You can refer to the previous round of interview experience,This round also ended well. The interviewer was Chinese, and after a brief self-introduction, we moved into behavioral questions. They mainly drilled into my résumé: briefly describe your internship projects, what you learned from them, what the most challenging project was, how team communication was handled within the project, what role you played, etc. I talked about these for around 20 minutes. After that, we moved on to the coding part.
Coding:
Select a subset of videos such that the sum of the durations of any two consecutively selected videos does not exceed the user’s attention span, and maximize the total watch time.
Approach:
Use dynamic programming. Let dp[i][last] represent the maximum total watch time considering the first i videos, where the last selected video has index last.
If we don’t choose the current video:
dp[i][last] = dp[i - 1][last]
If we choose the current video and the sum of its duration with the previous selected one is ≤ attention span:
dp[i][i] = dp[i - 1][last] + duration[i]
Take max(dp[n][*]) as the result.
The follow-up question was how to handle the case where repeated viewing of the same video is allowed. The state transition needs an additional branch for repeated selections, but this may introduce cycles, so limits must be imposed.

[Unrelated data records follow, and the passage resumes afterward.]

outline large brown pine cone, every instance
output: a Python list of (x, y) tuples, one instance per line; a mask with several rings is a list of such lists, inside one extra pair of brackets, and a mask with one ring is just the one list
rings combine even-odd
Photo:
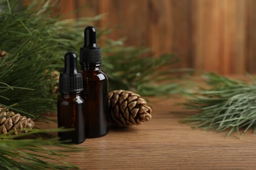
[(142, 124), (151, 119), (152, 110), (139, 94), (130, 91), (109, 92), (110, 123), (119, 126)]
[(0, 106), (0, 134), (12, 130), (15, 135), (26, 133), (24, 129), (32, 129), (34, 126), (31, 118), (27, 118), (19, 113), (15, 114), (3, 106)]

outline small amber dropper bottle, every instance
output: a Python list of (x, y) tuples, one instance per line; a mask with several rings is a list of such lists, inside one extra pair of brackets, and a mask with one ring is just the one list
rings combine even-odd
[(77, 70), (77, 57), (72, 52), (67, 52), (64, 57), (64, 71), (60, 75), (58, 100), (58, 127), (74, 130), (58, 132), (60, 140), (69, 140), (78, 144), (85, 140), (84, 109), (82, 99), (83, 78)]
[(85, 44), (80, 48), (85, 104), (85, 137), (98, 137), (108, 131), (108, 78), (100, 70), (100, 48), (96, 44), (96, 31), (85, 29)]

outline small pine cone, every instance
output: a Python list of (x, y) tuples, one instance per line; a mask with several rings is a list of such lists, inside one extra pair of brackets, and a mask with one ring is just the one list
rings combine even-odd
[(0, 50), (0, 58), (5, 56), (6, 55), (7, 55), (7, 52)]
[(152, 110), (139, 94), (130, 91), (108, 93), (110, 123), (119, 126), (142, 124), (152, 118)]
[(13, 131), (15, 135), (26, 133), (24, 129), (32, 129), (34, 126), (33, 120), (19, 113), (15, 114), (8, 109), (0, 106), (0, 134)]

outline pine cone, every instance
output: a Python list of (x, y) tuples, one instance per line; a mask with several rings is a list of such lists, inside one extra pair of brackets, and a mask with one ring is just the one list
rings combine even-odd
[(5, 56), (6, 55), (7, 55), (7, 52), (0, 50), (0, 58)]
[(24, 129), (32, 129), (34, 126), (33, 120), (19, 113), (14, 112), (4, 107), (0, 106), (0, 134), (7, 133), (10, 131), (14, 131), (15, 135), (28, 132)]
[(110, 123), (119, 126), (142, 124), (151, 119), (151, 108), (139, 94), (125, 90), (109, 92)]

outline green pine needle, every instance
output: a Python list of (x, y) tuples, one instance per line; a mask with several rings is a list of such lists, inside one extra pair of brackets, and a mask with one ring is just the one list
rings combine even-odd
[[(78, 152), (82, 148), (63, 144), (56, 138), (32, 138), (40, 133), (56, 131), (56, 129), (28, 129), (27, 133), (0, 135), (1, 169), (78, 169), (74, 165), (61, 161), (67, 152)], [(59, 129), (60, 131), (63, 131)], [(28, 136), (30, 136), (30, 139)], [(22, 138), (22, 139), (13, 139)]]
[(256, 84), (243, 82), (210, 73), (203, 76), (205, 85), (188, 93), (184, 105), (200, 113), (184, 119), (191, 122), (193, 128), (228, 130), (244, 135), (249, 129), (256, 133)]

TikTok is very familiar with this format — you only move on to the next round after passing the previous one. Their process is quite fast; usually they notify you the next day. Many of my peers who I’ve been helping mock interviews for also passed rounds 1 and 2. If you’re unsure about TikTok interviews, prepare in advance: the whole process includes BQ, coding, clarifications, walking through your approach, comments, follow-ups, etc. Speed is usually not an issue. Recently Google, Stripe, TikTok, Uber and a few others have been interviewing quite frequently.